Islam is ubiquitous and a majority Islamic nation is unable to appreciate tolerance and pluralism, he writes. The author also says historical facts do not support the construct that Islam is, or ever was, a religion of peace.
If the author expresses hope in Islam’s ability to reform in the beginning of the book, by the end of it, he sounds despondent that the religion, despite being the fastest-growing in the world, is beyond redemption. He says the Islamic world has not contributed anything of note in science or literature in the past several decades.
He says Muslim communities in non-Islamic countries like Britain and India remain the most backward educationally and economically. As the author argues, the reason for it in India could be the discrimination that Muslims face, as the Rajinder Sachar committee documented in 2006.
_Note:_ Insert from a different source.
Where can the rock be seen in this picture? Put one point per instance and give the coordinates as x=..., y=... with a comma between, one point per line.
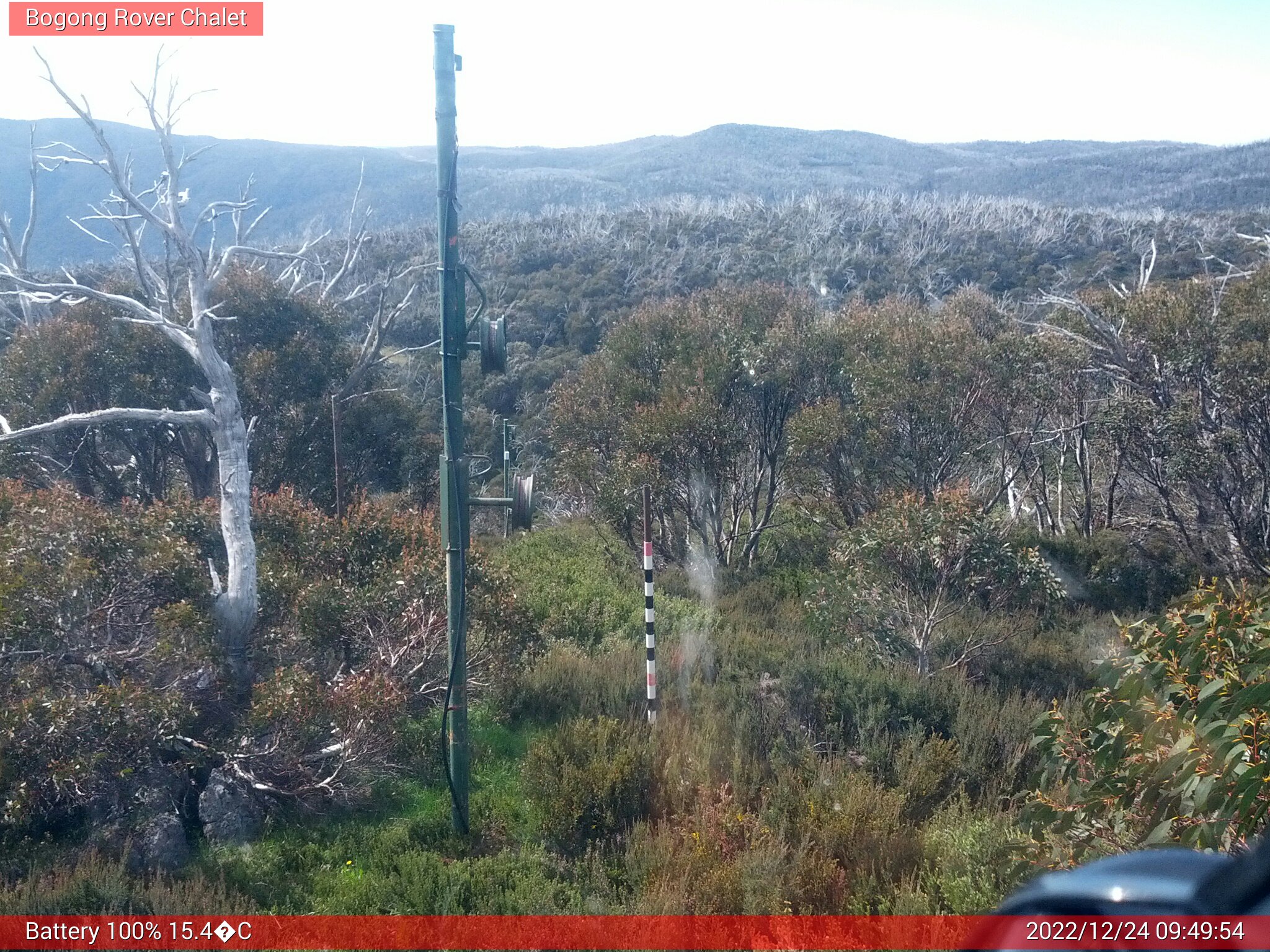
x=229, y=811
x=163, y=843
But how is it, Mr Suroor wonders, that Hindus do better in the face of similar discrimination than Muslims in Britain? He says victimhood, perceived or otherwise, of Muslims only partially explains this, the truth being that they cocoon themselves from the outside world because plural societies challenge Muslim beliefs at every turn.
The author bemoans that a religion, once considered modern, has lost its ability to question. He says in the Arab world, its glitzy malls sell everything else under the sun but books, which is ironic since Islam lays great stress on reading and acquiring knowledge, “even if it means going to China”.
He complains that Indian Muslims have refused to learn from their mistakes, particularly in reforming Sharia. While many Islamic countries have reformed Sharia explicitly in relation to women’s rights, Indian Muslims see any suggestion as a conspiracy to meddle in their religious affairs. “Keep your hands off until the initiative comes from within the community, but 70 years after independence there is no sign of it from the community,” Mr Suroor writes.
Neither do Indian Muslims make common cause with minorities in Islamic countries to protest evil deeds done to them, says the author and points to the example of Asia Bibi. A Pakistani Christian, she was sentenced to death in 2010 on blasphemy charges. In 2018, a court exonerated her after a long legal battle, but lynch mobs were at her doorstep threatening to kill her again. Mr Suroor regrets there was not a word from Indian Muslims when, as victims of majoritarian prejudices, the least they could do was to show solidarity.
Mr Suroor, a former journalist, describes himself as a liberal Muslim who once was a part of the “cabal of self-styled modernisers” among Indian Muslims. He says he eventually realised how “delusional” he had been in believing that a deeply religious and socially conservative community would embrace a faith-baiting liberal.
The author says that poet Javed Akhtar and actor Naseeruddin Shah, two of the names to which the media gives space on Muslim issues, can never hope to become the voice of Indian Muslims. He says Indian Muslims need scholars like Sir Syed Ahmed Khan, Zakir Hussain, Maulana Abul Kalam Azad and the Ali brothers — Mohammad Ali and Shaukat Ali — who wore their beards and prayer caps with pride, but brought about gradual reforms. He appeals to liberals among Muslims and secular Hindus to look for and encourage such voices.
Although Mr Suroor argues his case convincingly, he writes with the empathy of an outsider, and the book is likely to find more readership among the kind of liberal Muslims whom he painstakingly berates, and among Sangh Parivar intellectuals who can sharpen their Muslim-baiting arguments. However, the author offers lessons, quite unwittingly, to the liberals among Hindus whose predicament is similar to that of their Muslim counterparts.
The continued political success of the Sangh Parivar is threatening to make the voice of Hindu liberals redundant at least in the electoral space. Among Hindu liberals, which Prime Minister Narendra Modi has taken to call the “Khan Market gang”, there is still no honest introspection to explain the political success of the Sangh.
Alleged rigging of EVMs, and large sections of Hindus turning rabidly intolerant of Muslims, are the two preferred theories to explain the post 2014-election results. Few, if any, Indian liberals, who either occupy leadership roles in the Congress and some opposition parties, are willing to concede that the problem could lie closer home. That their ilk, in politics as also other spheres of India’s social life, are unable to “communicate” with the common people of this country. That they are too urbane to counter the perceived earthiness of a Narendra Modi.